Australian Financial Review
EY trials remote EAs
by Agnes King – Wednesday, April 27th 2016
Ernst & Young hires secretaries in Manila
Ernst & Young is testing the use of ‘‘virtual executive assistants’’ based in the Philippines with senior staff in Australia in an effort to cut costs and stop qualified staff wasting time on administrative tasks. The professional services giant has completed a four-month pilot with about 20 equity partners and directors, which looks set to become a permanent feature of the way support services are delivered at the firm. It has big implications for the future of work in the lead-up to a federal election when employment is front and centre, and business confidence is subdued.
A PwC report, The STEM Imperative: Future Proofing Australia’s Workforce, puts secretaries and personal assistants among the professions at high risk of ‘‘digital disruption’’ in the next 20 years, along with accountants, cashiers and administration workers. Cost is the main driver behind the EY pilot. The firm pays between $50,000 and $95,000 for an executive assistant in Sydney or Melbourne, while popular Malaysian job portal JobStreet puts the cost in the Philippines between $5000 and $20,000 a year.
But it also comes with a carrot in that it will allow EY to extend support services to more junior offshore staffing in the Philippines. These include managing travel arrangements, expenses, meetings and compiling PowerPoint presentations. EY Oceania chief operating officer Tim Eddy, a key supporter of the program, said feedback from trial participants has been mostly positive. ‘‘We expected more bumps in the road,’’ he said. Mr Eddy said senior staff have had to adjust to be more organized, and that most issues arose from assumptions, for example that Manilabased EAs would know which airline executives wanted to fly with. EY will complement the ‘‘virtual EA’’ system with a concierge service to deal with spontaneous requirements.
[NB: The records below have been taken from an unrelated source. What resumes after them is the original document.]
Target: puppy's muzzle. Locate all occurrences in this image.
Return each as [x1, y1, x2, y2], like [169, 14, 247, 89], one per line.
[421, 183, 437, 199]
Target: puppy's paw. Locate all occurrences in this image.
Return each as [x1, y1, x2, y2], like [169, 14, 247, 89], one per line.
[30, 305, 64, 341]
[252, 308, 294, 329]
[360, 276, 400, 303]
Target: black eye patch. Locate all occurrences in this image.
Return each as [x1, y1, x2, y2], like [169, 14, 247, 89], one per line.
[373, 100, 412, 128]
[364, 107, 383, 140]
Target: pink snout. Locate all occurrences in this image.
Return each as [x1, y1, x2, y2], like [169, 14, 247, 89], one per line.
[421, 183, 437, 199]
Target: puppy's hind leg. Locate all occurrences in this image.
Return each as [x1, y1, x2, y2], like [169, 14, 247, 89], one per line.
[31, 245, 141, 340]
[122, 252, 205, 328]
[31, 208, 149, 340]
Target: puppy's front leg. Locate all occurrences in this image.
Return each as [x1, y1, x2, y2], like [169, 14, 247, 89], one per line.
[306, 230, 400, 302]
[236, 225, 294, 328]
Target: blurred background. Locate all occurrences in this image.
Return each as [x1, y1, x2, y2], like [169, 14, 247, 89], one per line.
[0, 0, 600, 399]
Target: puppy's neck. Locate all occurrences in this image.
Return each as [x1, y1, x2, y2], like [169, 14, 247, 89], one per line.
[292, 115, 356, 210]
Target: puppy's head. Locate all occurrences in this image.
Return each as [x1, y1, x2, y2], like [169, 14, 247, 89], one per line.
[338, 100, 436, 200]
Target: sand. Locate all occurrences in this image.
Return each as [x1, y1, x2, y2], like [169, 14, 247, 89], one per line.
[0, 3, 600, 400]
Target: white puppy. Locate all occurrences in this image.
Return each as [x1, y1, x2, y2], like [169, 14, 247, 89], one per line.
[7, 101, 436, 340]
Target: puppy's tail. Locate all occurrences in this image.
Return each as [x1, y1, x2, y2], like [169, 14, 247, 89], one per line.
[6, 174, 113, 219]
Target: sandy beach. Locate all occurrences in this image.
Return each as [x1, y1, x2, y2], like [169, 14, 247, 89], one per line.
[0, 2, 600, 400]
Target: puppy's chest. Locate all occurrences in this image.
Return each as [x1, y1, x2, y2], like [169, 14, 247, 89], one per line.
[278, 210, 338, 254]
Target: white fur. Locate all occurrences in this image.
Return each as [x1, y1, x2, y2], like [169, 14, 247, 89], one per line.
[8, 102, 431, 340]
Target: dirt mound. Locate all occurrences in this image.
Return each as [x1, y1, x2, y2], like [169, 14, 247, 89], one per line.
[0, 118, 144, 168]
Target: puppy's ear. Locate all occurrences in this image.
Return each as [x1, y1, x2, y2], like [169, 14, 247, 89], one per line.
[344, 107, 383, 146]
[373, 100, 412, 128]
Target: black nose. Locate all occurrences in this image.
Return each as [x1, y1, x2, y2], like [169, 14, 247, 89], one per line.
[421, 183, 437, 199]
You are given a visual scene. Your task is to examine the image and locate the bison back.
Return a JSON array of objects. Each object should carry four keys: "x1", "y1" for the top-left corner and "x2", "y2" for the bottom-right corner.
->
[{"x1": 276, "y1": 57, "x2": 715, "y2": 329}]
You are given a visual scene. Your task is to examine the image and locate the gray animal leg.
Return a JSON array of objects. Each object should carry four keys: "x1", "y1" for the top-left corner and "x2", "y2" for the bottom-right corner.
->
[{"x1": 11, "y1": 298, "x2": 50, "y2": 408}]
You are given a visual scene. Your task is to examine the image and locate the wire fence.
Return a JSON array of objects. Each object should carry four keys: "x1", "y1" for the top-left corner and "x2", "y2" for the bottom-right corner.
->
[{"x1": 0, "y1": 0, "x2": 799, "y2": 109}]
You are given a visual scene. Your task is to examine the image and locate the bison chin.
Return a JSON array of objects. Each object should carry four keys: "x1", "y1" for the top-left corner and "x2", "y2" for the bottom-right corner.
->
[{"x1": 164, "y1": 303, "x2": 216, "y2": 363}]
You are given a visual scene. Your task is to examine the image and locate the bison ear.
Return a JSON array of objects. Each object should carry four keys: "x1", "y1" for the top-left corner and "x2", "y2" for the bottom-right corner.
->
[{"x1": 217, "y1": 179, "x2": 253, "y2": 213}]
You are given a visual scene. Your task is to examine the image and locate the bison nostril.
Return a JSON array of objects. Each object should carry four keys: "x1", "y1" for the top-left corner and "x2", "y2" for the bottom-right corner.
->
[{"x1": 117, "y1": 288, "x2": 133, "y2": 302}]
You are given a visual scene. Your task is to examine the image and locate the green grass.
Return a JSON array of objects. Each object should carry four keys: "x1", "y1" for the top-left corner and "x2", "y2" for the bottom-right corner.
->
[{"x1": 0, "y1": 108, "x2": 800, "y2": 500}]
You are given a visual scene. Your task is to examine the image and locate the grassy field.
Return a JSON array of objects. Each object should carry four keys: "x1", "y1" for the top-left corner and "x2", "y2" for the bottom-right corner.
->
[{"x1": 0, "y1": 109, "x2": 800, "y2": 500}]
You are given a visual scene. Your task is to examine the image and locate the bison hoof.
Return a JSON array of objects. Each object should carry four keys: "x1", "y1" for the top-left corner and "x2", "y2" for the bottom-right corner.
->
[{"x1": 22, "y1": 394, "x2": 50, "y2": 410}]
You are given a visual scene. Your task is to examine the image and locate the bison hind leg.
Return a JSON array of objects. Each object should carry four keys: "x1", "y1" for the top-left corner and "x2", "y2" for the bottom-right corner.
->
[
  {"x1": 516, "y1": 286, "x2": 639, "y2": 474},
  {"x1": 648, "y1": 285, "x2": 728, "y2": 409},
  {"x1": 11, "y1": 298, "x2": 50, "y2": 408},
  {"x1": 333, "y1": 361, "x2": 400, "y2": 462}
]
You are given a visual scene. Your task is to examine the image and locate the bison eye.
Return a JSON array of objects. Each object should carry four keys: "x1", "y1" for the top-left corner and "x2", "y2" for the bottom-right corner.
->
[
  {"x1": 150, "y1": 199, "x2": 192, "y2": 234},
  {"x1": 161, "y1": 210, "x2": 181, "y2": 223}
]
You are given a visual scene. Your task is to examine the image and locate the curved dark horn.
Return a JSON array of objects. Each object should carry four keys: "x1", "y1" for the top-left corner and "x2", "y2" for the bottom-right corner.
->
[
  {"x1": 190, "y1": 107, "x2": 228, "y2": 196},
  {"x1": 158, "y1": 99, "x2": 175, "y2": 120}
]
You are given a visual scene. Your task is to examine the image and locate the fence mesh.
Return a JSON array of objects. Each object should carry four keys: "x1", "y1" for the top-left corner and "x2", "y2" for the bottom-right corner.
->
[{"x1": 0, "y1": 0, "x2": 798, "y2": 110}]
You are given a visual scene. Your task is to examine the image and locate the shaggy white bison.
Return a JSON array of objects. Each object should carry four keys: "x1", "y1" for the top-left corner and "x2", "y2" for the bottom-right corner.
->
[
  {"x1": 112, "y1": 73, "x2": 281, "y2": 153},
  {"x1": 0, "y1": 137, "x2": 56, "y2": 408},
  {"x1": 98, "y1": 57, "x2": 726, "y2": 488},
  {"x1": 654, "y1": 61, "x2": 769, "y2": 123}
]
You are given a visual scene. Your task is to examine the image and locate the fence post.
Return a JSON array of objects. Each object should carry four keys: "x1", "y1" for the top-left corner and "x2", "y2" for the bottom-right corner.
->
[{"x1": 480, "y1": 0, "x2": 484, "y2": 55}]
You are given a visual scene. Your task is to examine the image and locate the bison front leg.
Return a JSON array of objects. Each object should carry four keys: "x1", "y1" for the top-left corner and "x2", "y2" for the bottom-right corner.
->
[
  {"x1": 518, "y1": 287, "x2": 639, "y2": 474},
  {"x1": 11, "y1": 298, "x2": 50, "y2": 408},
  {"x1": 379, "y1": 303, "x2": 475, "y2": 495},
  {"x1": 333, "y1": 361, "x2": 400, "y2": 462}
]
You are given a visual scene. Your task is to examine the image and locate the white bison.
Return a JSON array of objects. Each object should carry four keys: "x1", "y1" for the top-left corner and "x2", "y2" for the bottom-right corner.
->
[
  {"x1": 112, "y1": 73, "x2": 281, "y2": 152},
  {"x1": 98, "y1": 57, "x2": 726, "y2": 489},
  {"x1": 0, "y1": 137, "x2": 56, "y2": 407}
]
Rising costs and margin pressure from clients has forced professional services firms to reduce support staff in the local market. One executive assistant is typically shared by three partners in EY’s local practice, but can sometimes support up to five executives. With support services stretched, many younger professionals who have grown up in the self-service culture find it easier to do their own admin. Jon Pye, deputy managing partner of EY’s Asia Pacific assurance practice, found himself volunteering to participate in the trial when his local EA was reassigned to a different division. He said the impact has been minimal but confesses ‘‘it wouldn’t be everybody’s cup of tea’’. His Manila-based EA, Vito, had a baptism of fire scheduling meetings and travel arrangements in nine cities over nine days when the pilot started in February.
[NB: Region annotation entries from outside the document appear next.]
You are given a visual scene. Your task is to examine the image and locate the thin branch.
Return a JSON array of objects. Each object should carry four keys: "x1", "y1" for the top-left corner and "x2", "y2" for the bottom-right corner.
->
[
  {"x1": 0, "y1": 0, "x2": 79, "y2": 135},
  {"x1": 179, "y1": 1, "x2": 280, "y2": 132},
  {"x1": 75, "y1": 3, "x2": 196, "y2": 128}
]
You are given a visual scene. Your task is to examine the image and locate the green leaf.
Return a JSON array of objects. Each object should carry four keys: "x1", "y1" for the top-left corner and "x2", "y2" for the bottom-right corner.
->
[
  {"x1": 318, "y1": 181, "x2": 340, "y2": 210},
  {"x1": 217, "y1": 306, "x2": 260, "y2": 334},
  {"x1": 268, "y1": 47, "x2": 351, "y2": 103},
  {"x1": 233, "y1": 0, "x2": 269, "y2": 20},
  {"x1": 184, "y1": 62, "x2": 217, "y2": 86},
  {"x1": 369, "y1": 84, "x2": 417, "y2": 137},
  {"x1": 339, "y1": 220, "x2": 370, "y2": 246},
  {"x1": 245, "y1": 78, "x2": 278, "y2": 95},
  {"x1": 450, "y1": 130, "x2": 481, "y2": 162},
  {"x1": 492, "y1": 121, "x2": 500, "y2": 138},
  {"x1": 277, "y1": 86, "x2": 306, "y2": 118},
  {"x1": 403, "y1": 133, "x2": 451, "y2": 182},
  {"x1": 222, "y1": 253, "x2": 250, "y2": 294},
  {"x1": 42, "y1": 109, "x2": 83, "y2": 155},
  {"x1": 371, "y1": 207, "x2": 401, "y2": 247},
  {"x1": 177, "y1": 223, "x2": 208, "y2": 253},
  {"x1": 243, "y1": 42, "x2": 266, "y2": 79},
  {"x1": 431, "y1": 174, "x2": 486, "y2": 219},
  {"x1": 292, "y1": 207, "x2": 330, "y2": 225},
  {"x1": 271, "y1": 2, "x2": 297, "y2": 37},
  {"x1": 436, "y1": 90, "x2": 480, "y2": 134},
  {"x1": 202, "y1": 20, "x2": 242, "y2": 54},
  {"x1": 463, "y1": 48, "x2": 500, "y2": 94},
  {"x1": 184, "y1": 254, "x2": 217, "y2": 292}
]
‘‘Operationally, everything gets done, although sometimes it’s easier to talk to someone face-to-face. Other than that there’s no real difference,’’ Mr Pye said. He believes many of the tasks going offshore are things over-stretched local EAs ‘‘are probably quite happy to see the back of’’. He has had four local EAs in the past year, and says activity-based working means assistants don’t necessarily sit in the same location as the execs they support. He says virtual EAs are unlikely to suit executives with fluid diaries, but has no doubt its application across the firm will be expanded. ‘‘I suppose it would be nice [to keep these jobs in Australia] but clients are not prepared to pay for it – they’re looking at efficiencies and in most cases have ‘offshored’ themselves. It’s very difficult to resist that trend unless we’re prepared to absorb that cost,’’ he said.